Trackers rely on Global Positioning System (GPS) and cellular networks to keep track of the location of a vehicle in real-time. These devices are so tiny that you wouldn’t notice them if you are unsuspecting or untrained. GPS trackers can be used legitimately; by warranted police investigators, or illegitimately; by unauthorized persons. Uses of GPS trackers include fleet management, monitoring minors, theft recovery, and helping you figure out where you parked your car. You can use GPS tracking devices for your different types of boats and can protect your Jet Ski, Waverunner or Seadoo with a waterproof boat GPS tracking device.
GPS trackers can either be active or passive. Active ones determine location and transmit that information through a cellular connection, while passive ones record and store data on-site. Some GPS’s draw power from the electrical system of a car while others is battery-powered, making them even more difficult to find. If you suspect that someone has installed a GPS in your car, here is what you can do to find the GPS tracking device on your vehicle
Basic and advanced tools
Get a flashlight, a creeper, and a telescoping and mechanic’s mirror. If these visual inspection devices do not yield results, you will need specialized bug detectors and electronic sweepers.
Steps in locating a GPS device
Start with the exterior. Use the flashlight and mechanic’s mirror to check hidden areas of the vehicle. Think about areas which are quick and easy to access. Begin by checking under the vehicle. Use the creeper to go under. Keep in mind that the tracker could be muddy, dusty, or grimy if it is hidden under the vehicle.
Move to the wheel well and check all the wheels. Use a telescoping mirror to gain a good view and use your hand to feel around if your eyes cannot get to some of the points. Check under the plastic wheel well liner, a potential place where someone may attach a magnetized tracker. Also, look inside the bumpers and the engine compartment.

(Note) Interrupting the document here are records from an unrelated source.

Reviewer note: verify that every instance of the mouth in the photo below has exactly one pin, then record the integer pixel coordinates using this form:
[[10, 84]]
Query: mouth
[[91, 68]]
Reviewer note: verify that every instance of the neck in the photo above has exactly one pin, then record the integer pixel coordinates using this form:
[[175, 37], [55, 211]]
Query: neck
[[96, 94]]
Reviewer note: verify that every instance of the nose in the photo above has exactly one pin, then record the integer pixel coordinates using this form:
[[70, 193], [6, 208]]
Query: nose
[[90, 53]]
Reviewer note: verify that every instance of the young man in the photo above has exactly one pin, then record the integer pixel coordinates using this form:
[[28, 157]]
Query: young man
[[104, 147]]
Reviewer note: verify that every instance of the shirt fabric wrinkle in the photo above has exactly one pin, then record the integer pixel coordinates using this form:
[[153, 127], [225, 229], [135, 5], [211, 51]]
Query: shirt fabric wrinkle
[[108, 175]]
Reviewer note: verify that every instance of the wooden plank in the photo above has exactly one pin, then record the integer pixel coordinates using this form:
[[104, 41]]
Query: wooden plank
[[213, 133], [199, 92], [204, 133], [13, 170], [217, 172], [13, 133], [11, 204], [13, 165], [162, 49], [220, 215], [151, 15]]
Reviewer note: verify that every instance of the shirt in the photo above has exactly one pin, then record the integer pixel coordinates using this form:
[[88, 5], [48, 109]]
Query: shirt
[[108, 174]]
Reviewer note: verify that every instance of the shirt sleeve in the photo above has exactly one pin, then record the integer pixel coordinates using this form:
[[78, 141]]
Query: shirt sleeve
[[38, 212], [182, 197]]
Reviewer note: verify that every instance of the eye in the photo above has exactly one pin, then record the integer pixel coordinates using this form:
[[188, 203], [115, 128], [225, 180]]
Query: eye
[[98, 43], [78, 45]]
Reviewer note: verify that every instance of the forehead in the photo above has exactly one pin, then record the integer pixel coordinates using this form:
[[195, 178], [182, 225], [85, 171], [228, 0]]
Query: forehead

Go in and check the data port, a likely place for electronically powered GPS devices. The data port is found under the dash near the driver’s legs. Also check under the seats, behind the glove compartment, in the trunk, in the seat pockets, behind sun visors, between seats, in the spare tire, behind a door panel, and inside sea cushions.
Use a bug detector to sweep the vehicle
Bug detectors detect electromagnetic signals and can only work on active GPS trackers. Some trackers will only register a transmission when the vehicle is moving. Walk around your car as you hold a bug detector near all the possible locations. If it detects the GPS, it will light up and buzz.
Seek professional help
If you have tried all the above methods and still cannot find the tracker, find a technician who deals with automotive electronics, and car alarms and audio. They will help you find the tracker.
When you find a battery-powered GPS device, pull it loose to remove it. If the device is hard-wired into power, seek professional help to remove it safely and avoid future electrical problems.